For many planning a trip to see the Northern Lights, Iceland is the first place that comes to mind. Blessed with a diverse collection of natural wonders, the country is a perfect choice.
Between September and March, visitors have the best chance of seeing the most stunning of natural phenomena – the Northern Lights. Iceland has many wonderful rural areas, undisturbed by light pollution and any other factors that might influence the quality of the Aurora Borealis sightings. If you book a trip with an expert company that is experienced in organising excursions to view the Northern Lights, Iceland becomes the gateway to one of the most magnificent experiences you can ever have.
It shouldn’t be forgotten, however, that the country also has a host of other attractions that can make the experience even more exciting. Its capital city, Reykjavik, is definitely a highlight that should be explored.
Many organised trips that include excursion to see the Northern Lights also offer time on the itinerary in the capital city, and while here you will be inundated with options for things to see and do.

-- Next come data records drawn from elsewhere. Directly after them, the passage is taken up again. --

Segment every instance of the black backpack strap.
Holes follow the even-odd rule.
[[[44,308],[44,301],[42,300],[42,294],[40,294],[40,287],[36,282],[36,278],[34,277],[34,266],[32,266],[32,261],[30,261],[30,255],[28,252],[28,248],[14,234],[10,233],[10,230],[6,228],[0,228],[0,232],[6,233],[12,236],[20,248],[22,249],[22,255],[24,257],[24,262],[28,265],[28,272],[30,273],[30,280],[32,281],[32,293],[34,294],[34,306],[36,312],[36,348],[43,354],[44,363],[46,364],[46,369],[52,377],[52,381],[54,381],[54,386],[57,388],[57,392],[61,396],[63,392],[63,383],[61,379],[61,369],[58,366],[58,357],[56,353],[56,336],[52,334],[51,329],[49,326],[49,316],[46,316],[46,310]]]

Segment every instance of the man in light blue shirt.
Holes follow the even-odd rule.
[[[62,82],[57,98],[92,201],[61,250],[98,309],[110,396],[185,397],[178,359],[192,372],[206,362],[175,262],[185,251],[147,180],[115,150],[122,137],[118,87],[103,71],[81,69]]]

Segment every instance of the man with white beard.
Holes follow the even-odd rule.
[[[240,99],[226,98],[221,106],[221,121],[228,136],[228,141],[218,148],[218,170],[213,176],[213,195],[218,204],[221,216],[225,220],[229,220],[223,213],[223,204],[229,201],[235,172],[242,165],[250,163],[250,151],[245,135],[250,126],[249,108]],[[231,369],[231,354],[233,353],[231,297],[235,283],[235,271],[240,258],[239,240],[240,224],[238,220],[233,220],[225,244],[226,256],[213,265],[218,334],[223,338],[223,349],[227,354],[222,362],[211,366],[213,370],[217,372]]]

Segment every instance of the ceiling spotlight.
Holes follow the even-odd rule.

High on the list of “must-sees” is the National Museum, which offers visitors a complicit insight into the country’s national heritage. The museum houses over 300,000 artifacts, which include photographs covering the country’s unique history. They span the time from the original settlers to the Christian Chieftains, Norwegians and Danish, bringing you right up to date with the modern situation in the country today.
For something very different but very authentically Icelandic, you can head to one of the thermal swimming pools around the city. Perfect for an indulgent relaxation, you can wallow in the hot tubs or enjoy a steam bath. Most pools are open through into the evening, but it is always best to check to avoid being disappointed.
The country is far from devoid of artistic heritage, and the National Gallery of Iceland boasts a fabulous collection of 19th and 20th century Icelandic art, as well as some international contributions. Proudly home to the most valuable collection of art in the country, the museum displays work by some of its most famous artists.
After a day’s sightseeing, you may want to treat yourself to a traditional gastronomic feast, and the Icelandic Bar is the perfect place to do it. Situated right next to Hotel Borg, you can sample Puffin and Minke Whale here, although it has been said that you can also remain a little more mainstream with some equally delicious fish stew or one of the delectable lamb dishes.
It’s clear to see that even beyond the incredible Northern Lights, Iceland has much to offer. A stay in Reykjavik is just one way of extending your trip and seeing more of this exciting and varied country.